The training provides shipboard medical laboratory technicians with biological warfare confirmatory detection expertise to enhance a ship’s ability to safely manage samples from suspected biological attacks and provide accurate, expedited results to best preserve the health and readiness of personnel at-sea.
“This training enhances our laboratory technicians’ ability to utilize equipment on board to expeditiously and safely identify potential biological and chemical weapons that may be directed at our ship,” explained Lt. Cmdr. Paul Flood, senior medical officer for the Boxer. “Expeditious identification helps the damage control team posture the ship in the best CBRNE defense and allows the medical team to provide life -saving treatments. Any significant delay can have lasting impacts on sailors and marines on board.”
“I hope that the team never has to utilize the training that is being conducted,” Flood added, “but I know that the team that we have on board is more than capable of answering the call should the need arise.”

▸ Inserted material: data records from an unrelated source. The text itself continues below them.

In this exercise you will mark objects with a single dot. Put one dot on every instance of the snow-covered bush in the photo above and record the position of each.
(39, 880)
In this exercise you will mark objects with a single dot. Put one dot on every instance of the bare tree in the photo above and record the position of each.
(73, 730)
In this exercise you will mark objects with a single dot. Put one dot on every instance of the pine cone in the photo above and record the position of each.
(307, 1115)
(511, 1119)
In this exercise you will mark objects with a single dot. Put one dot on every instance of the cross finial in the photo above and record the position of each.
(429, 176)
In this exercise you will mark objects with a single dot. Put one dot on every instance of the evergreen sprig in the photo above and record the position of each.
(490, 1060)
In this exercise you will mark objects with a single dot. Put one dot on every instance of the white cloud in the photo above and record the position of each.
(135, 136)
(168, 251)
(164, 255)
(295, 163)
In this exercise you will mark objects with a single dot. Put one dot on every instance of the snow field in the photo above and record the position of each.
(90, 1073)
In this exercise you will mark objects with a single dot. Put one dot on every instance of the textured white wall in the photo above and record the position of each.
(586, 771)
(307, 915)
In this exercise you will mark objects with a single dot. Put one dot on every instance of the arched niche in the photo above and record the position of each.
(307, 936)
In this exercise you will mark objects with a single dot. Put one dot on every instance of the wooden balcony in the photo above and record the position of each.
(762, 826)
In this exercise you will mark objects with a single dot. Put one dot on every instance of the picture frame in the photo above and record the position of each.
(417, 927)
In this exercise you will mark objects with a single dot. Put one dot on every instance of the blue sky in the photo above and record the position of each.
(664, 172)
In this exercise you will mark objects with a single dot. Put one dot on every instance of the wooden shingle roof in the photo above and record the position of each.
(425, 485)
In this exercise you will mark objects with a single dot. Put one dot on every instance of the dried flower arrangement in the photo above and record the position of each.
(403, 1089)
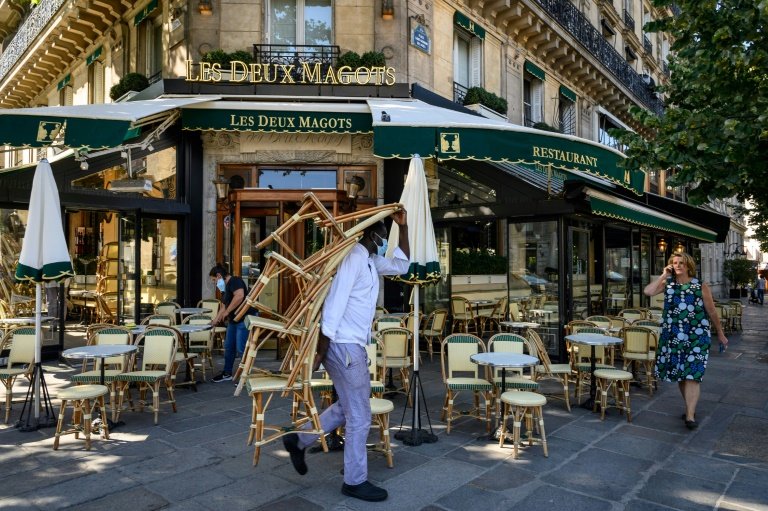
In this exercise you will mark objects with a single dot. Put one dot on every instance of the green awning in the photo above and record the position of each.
(467, 24)
(146, 11)
(413, 127)
(609, 206)
(567, 93)
(85, 126)
(64, 82)
(278, 117)
(535, 70)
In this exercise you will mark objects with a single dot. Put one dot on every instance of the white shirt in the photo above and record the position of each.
(351, 302)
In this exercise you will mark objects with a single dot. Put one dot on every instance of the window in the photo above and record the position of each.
(467, 63)
(533, 96)
(150, 48)
(605, 124)
(96, 83)
(297, 22)
(566, 115)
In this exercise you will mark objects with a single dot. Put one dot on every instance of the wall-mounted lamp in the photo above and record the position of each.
(205, 7)
(222, 187)
(387, 9)
(355, 183)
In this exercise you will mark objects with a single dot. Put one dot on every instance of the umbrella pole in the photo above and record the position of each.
(33, 421)
(416, 436)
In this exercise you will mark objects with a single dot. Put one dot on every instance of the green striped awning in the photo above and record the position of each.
(535, 70)
(467, 24)
(146, 11)
(609, 206)
(567, 93)
(414, 127)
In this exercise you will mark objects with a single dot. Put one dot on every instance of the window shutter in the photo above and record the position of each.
(537, 100)
(98, 82)
(476, 62)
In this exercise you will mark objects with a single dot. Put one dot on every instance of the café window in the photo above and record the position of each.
(301, 22)
(158, 169)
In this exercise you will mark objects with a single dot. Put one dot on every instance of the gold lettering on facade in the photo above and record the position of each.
(308, 73)
(567, 156)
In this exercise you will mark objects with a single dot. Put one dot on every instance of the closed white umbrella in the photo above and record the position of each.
(424, 269)
(44, 257)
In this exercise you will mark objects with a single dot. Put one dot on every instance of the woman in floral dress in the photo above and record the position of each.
(688, 319)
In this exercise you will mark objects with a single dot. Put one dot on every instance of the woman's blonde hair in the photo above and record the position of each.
(690, 263)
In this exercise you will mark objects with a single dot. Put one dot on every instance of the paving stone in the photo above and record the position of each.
(599, 473)
(546, 498)
(186, 485)
(702, 467)
(681, 491)
(468, 497)
(132, 499)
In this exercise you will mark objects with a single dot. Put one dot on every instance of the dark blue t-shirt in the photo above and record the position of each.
(231, 287)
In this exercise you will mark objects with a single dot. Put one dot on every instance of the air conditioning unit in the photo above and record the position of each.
(131, 185)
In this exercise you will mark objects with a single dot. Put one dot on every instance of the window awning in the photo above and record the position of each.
(402, 128)
(606, 205)
(280, 117)
(86, 126)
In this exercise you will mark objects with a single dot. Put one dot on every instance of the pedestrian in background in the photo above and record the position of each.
(687, 321)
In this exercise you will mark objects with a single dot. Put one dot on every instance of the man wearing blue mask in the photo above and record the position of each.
(233, 291)
(346, 328)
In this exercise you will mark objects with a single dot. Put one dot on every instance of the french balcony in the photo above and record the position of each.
(575, 23)
(629, 21)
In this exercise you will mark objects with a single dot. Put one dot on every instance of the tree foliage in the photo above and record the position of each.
(713, 135)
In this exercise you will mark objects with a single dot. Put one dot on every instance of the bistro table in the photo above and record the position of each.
(503, 360)
(101, 351)
(519, 326)
(593, 340)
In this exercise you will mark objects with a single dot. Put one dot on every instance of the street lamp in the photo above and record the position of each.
(736, 250)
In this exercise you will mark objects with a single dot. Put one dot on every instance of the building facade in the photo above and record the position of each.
(534, 207)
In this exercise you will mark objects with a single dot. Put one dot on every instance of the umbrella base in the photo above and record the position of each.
(416, 436)
(46, 418)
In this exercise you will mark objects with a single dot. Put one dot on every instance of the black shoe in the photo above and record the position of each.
(364, 491)
(291, 444)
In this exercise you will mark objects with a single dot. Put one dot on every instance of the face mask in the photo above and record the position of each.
(382, 249)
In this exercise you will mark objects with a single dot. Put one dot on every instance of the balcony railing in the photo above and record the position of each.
(459, 93)
(629, 21)
(27, 33)
(573, 21)
(295, 54)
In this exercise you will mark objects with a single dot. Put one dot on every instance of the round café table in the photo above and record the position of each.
(101, 351)
(592, 340)
(503, 360)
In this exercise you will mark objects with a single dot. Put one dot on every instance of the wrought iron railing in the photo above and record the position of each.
(573, 21)
(629, 21)
(295, 55)
(27, 33)
(459, 93)
(647, 45)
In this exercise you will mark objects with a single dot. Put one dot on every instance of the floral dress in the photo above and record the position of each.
(685, 334)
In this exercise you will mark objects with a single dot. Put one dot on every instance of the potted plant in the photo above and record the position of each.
(130, 82)
(481, 100)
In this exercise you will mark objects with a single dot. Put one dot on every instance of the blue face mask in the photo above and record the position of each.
(382, 249)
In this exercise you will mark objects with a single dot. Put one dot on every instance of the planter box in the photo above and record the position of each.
(486, 112)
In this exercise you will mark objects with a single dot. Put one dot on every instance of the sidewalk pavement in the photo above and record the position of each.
(197, 459)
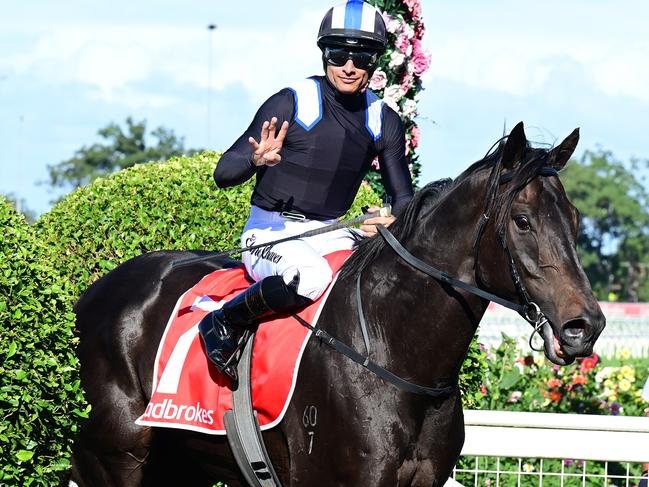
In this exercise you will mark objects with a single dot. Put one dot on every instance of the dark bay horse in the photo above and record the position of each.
(506, 218)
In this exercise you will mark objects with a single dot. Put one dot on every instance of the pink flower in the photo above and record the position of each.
(415, 8)
(589, 362)
(379, 80)
(420, 58)
(392, 24)
(415, 134)
(406, 82)
(403, 43)
(419, 30)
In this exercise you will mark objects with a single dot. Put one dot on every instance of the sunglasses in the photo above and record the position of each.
(361, 59)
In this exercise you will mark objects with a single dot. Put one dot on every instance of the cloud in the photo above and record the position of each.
(505, 48)
(113, 60)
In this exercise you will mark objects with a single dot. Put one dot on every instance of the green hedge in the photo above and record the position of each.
(40, 396)
(170, 205)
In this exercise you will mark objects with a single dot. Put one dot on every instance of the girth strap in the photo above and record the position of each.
(373, 367)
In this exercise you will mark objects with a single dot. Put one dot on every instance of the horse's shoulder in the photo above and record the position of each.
(144, 274)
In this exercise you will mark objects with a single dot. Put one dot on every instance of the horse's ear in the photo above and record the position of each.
(561, 153)
(514, 147)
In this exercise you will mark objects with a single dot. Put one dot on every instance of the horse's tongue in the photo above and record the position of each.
(557, 347)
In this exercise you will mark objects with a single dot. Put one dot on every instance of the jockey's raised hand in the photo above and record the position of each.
(270, 143)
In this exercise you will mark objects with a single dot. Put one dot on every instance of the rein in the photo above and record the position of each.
(383, 211)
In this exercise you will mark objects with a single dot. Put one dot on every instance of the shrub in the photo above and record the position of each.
(520, 381)
(168, 205)
(40, 395)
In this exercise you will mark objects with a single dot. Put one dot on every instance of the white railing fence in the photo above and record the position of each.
(530, 449)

Shipboard medical personnel undergo a range of drills and exercises, to include mass casualty response, chemical, biological, radiological, and nuclear defense (CBRNE) and medical evacuation. Boxer’s medical department, and those on other ships that receive annual biological warfare training from NMRC’s Biological Disease Research Directorate (BDRD), are taught Next Generation Diagnostic System (NGDS) proficiency testing. The NGDS system is used to test for unknown biological warfare agents while ships are operating out at sea or foreign ports.
“When we visit the ship, our objective is to make sure that NGDS system has a current software system, and that the ship has received unexpired reagent and supplies,” explained Chief Hospital Corpsman Shiva Giri, one of the NMRC instructors. “We also refresh laboratory technicians’ proficiency testing skills and make sure that their biological warfare agent testing capacity is running well while away from home port.”
The BDRD team, located at Ft. Detrick, works to advance research and development of therapeutics to protect against biological attacks. BDRD trainers perform five to seven visits to ships every year to provide testing and training.
NMRC is engaged in a broad spectrum of activity from basic science in the laboratory to field studies in austere and remote areas of the world to investigations in operational environments. In support of the Navy, Marine Corps, and joint U.S. warfighters, researchers study infectious diseases, biological warfare detection and defense, combat casualty care, environmental health concerns, aerospace and undersea medicine, medical modeling, simulation, operational mission support, epidemiology and behavioral sciences.